Stephane could not immediately frame a reply — surely the man must see the difference between a king and a captain!

“I demand that you accommodate me. I am sent by the Sieur’s sovereign — and therefore your sovereign. You will admit me, for he commands that the Sieur aid me in my mission. I demand it in the name of King Louis and the Cardinal-Duke de Richelieu.”

The name of the cardinal seemed to ring out into silence, almost as if everyone in earshot had stopped to hear it. The servant did not reply, but glanced over Stephane’s shoulder, as if there was someone standing behind.

Stephane turned, and found someone there: an older man with a military bearing standing, arms crossed.

“The cardinal demands, does he?” he said. “Well, then, come inside my house and we shall see what you have to say.”

* * *

Long before Stephane departed for Hamburg, Monsieur Servien had taken particular care to inform him about Samuel de Champlain, the captain-general of New France. It had allowed Stephane to form a mental picture of the man.

It had never crossed his mind that he might come face to face with him until he chose to abandon Challenger in Thomasville harbor a few weeks earlier. It had also never occurred to Stephane that the description, such as it was, would be so completely at odds with the man himself.

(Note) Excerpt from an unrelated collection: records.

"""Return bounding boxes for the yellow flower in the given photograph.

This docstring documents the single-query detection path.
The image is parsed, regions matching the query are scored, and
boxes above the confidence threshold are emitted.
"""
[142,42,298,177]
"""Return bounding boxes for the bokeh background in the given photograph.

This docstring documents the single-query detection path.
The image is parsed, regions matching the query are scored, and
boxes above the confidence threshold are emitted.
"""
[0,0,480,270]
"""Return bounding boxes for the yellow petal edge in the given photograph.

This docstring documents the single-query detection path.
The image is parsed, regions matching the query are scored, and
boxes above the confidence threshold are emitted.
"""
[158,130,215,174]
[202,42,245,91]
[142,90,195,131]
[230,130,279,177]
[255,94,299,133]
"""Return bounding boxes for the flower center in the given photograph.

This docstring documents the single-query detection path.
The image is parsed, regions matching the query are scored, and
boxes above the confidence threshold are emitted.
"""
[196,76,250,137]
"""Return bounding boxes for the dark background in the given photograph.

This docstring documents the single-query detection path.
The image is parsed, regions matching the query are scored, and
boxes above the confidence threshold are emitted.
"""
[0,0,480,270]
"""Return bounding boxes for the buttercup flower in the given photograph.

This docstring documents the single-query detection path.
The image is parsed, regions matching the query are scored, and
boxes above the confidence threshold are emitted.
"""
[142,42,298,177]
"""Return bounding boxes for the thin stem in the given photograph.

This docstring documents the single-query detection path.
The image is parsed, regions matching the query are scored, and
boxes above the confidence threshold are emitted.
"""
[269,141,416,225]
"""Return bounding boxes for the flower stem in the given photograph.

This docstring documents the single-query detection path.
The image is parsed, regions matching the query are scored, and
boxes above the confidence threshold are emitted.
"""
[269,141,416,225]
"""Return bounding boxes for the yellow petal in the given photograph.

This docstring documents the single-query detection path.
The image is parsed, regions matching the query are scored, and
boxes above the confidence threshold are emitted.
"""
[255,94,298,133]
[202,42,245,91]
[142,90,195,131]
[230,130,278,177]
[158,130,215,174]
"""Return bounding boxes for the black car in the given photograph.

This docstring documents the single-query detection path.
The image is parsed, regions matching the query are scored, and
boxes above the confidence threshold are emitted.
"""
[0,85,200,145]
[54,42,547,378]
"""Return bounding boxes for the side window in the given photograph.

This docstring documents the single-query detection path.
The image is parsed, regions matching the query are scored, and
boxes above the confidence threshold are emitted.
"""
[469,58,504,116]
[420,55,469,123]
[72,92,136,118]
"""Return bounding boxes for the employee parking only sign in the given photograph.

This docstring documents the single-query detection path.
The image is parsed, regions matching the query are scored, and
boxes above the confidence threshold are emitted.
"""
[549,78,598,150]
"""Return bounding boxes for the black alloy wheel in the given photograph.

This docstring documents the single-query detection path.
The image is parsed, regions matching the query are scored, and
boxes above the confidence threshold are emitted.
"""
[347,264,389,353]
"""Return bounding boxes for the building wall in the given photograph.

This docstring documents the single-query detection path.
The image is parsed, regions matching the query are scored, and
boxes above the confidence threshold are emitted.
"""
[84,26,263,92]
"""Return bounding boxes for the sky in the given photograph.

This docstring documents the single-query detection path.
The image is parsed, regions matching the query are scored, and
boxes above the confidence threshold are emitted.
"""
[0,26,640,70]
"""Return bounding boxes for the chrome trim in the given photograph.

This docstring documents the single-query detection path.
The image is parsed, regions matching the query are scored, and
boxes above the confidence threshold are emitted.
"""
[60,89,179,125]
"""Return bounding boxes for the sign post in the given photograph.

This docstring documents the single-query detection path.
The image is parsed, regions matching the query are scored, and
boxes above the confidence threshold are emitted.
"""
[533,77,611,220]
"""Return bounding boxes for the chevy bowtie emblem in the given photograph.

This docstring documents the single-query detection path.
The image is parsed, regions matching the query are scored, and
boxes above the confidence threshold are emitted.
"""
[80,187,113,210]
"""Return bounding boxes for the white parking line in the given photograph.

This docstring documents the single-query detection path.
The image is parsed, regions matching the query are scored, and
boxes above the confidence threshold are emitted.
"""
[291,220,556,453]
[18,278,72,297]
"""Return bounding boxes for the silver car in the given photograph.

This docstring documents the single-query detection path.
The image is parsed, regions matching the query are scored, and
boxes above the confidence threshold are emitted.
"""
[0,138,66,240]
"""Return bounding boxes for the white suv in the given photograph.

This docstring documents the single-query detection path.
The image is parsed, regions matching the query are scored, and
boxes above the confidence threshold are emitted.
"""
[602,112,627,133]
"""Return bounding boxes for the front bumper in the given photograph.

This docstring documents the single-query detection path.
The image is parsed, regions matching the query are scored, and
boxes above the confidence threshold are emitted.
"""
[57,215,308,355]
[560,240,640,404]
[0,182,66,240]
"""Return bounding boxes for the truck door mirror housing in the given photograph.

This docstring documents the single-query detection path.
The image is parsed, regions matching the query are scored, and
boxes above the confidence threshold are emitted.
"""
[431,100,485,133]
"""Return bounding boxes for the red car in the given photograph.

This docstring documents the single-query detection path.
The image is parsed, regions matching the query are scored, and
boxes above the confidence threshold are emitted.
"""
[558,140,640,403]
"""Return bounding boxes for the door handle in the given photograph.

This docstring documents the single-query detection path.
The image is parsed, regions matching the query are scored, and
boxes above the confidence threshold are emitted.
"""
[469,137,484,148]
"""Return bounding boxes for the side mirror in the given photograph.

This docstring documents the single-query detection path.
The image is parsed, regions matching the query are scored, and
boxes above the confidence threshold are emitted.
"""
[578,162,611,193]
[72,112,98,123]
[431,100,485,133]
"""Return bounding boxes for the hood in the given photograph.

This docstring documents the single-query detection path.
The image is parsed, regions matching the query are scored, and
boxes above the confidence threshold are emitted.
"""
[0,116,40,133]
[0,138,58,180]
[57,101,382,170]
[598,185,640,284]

“He is a curious case,” Monsieur Servien had told him. “Champlain was one of the first of our countrymen ever to venture into the interior of New France for His Majesty. He was well known, and well beloved, of our King Henri the Fourth of glorious memory.”

“Henri the Fourth?” Stephane had said, incredulous. To imagine someone alive who had served a king now twenty-five years dead, murdered before Stephane was even born, was beyond conception, a fact which had made Servien laugh.

“Young men cannot imagine a world in which they have not lived,” Servien had said. “Don’t fear, young Stephane. The world got on quite well without you.